COTTAGE COUNTRY, ON – Almost half of Canadian millennials will never be able to afford a home and prices in the region aren’t helping.

The KPMG Millennials and Retirement poll found that only 54 percent of people aged 23 to 38 will be able to buy a house in their lifetime.Fh

Catharine Inniss is the president of the Lakelands Association of Realtors and spoke with MyMuskokNOW about the issue. She said while the younger generation tends to be set back by the cost of post-secondary education, owning a home is a privilege and not a right.

She added the government has made it more difficult for people to be approved for mortgages and in the long run, it can be a good thing to avoid people from becoming “house poor.”

“Interest rates will go up,” Inniss said. “You want to make sure that if there is a little bit of financial pressure millennials or new homeowners of any age, can weather that. They are in much worse shape if they get into a situation where they can’t afford the home long term.”

Inniss said it is a seller’s market in the region, not only because inventory is low, but because prices tend to be higher in areas with a lot of cottages or second homes.

She added it takes a pretty decent income to be able to afford a home and the local jobs, particularly in the Muskoka area, don’t offer a high enough wage for people to comfortably afford houses.

The best advice Inniss had for those looking to afford their first house is to live within their means.

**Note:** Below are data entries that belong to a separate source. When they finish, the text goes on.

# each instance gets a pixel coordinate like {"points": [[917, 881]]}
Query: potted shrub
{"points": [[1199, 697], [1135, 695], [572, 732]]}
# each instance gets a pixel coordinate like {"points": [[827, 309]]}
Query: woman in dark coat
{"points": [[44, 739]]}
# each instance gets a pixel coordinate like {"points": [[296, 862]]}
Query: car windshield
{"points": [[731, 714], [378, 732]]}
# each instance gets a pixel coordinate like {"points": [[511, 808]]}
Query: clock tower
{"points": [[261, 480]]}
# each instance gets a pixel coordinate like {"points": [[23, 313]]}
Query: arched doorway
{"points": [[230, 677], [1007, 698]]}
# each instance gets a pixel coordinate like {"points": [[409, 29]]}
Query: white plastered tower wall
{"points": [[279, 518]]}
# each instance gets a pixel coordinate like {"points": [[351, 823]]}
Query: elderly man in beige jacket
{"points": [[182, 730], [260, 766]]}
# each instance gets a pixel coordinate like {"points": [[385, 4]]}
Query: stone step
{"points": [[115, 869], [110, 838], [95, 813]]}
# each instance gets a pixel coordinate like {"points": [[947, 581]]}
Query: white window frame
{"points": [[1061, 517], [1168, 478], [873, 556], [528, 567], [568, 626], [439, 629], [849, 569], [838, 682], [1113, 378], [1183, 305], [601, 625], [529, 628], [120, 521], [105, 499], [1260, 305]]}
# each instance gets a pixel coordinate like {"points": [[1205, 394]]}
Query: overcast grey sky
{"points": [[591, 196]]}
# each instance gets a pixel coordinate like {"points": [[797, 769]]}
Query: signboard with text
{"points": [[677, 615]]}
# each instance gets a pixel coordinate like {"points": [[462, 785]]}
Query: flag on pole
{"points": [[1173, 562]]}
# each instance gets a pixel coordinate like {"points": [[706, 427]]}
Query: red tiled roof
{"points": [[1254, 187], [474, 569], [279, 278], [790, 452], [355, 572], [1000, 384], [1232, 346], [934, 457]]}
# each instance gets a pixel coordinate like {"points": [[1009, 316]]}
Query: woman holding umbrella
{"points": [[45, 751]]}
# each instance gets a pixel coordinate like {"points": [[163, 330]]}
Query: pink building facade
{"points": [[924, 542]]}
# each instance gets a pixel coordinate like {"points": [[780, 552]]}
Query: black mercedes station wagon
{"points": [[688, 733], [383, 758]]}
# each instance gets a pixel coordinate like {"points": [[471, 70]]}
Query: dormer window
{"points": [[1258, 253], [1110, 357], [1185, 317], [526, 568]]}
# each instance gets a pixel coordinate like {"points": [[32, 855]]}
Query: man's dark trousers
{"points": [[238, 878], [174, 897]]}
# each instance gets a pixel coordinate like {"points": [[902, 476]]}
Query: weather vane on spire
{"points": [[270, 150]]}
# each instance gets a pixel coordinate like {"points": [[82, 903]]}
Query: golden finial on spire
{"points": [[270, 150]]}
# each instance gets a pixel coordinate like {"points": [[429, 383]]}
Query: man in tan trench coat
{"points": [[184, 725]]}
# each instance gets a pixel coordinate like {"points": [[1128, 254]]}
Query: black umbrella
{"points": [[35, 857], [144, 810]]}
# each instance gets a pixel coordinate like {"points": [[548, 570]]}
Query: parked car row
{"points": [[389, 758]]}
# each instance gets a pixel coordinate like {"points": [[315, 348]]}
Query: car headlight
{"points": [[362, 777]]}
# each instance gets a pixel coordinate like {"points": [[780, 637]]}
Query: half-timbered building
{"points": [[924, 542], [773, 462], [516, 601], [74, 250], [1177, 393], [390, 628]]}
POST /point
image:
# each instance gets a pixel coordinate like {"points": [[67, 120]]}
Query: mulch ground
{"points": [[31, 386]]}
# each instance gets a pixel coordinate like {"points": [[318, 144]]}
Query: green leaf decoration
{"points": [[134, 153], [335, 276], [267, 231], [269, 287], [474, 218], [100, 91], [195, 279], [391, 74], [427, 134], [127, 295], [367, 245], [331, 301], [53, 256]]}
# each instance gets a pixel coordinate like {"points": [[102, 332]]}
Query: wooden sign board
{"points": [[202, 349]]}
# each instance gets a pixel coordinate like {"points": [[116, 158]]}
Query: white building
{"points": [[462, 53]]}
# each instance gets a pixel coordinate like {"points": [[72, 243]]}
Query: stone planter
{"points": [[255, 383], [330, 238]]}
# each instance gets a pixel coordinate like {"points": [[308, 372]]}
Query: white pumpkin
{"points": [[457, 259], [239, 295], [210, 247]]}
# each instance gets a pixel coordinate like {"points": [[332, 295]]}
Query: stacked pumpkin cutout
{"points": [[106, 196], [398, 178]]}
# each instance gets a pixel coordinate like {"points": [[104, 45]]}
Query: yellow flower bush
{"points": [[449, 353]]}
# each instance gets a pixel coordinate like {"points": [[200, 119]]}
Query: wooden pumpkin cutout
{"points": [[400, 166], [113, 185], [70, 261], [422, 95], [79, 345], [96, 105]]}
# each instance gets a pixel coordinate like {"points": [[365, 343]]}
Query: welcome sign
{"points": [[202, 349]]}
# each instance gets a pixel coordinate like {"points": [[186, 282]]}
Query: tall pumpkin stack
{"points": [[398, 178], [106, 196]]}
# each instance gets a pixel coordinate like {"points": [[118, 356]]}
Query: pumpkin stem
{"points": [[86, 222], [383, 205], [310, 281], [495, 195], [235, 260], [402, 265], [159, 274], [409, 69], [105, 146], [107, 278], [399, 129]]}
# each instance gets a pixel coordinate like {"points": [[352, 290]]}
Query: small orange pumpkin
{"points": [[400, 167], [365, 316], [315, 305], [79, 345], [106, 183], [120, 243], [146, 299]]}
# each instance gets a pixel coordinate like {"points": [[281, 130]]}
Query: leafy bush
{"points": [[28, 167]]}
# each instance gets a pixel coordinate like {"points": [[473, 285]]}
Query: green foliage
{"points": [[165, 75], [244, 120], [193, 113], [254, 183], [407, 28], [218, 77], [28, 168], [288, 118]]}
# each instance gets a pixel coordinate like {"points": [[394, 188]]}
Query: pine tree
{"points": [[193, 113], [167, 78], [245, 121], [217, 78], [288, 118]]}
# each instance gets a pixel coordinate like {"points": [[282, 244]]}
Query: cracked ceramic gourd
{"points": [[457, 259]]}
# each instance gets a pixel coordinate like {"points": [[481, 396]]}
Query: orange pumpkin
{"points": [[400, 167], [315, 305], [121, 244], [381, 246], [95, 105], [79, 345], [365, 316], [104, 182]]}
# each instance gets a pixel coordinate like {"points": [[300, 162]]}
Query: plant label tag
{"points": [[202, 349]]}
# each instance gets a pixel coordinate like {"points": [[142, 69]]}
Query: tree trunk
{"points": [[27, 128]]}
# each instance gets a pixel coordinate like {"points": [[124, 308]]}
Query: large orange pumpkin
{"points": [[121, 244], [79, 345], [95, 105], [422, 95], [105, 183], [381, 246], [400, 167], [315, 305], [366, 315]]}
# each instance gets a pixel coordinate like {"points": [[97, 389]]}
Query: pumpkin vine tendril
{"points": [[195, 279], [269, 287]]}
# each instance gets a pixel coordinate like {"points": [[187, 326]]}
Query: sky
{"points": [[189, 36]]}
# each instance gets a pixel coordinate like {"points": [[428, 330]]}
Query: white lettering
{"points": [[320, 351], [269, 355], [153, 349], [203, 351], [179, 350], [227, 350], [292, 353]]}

“Delayed gratification in terms of spending your money,” Inniss said. “Perhaps trading out the travel experience for a while for the homeowner experience.”

There is a sizable gap between predicted homeownership numbers for the younger generation compared to the current rates of the others. According to Statistics Canada, 70 percent of people aged 35 to 54 owned a home as of 2016 and the number jumped to three-quarters of 55 to 64-year-olds.

KPMG said that while the younger generation makes more on average than their parents did at the same age, they are also in substantially more debt.

“What we are seeing is that millennials face a choice today that their parents’ generation didn’t,” KPMG’s Martin Joyce said. “They either buy a home or focus on saving for retirement. Buying a home involves taking on considerable debt because house prices are so high in relation to incomes, and that limits millennials’ ability to save. While most feel homeownership is an investment for financial stability, they worry their home will be worth less in the future.”

More Statistics Canada data showed that on average every $1 of income a millennial gets, it comes with just over $2 of debt. KMPG said that ratio is a lot higher than Gen-Xers and Baby Boomers had at the same age.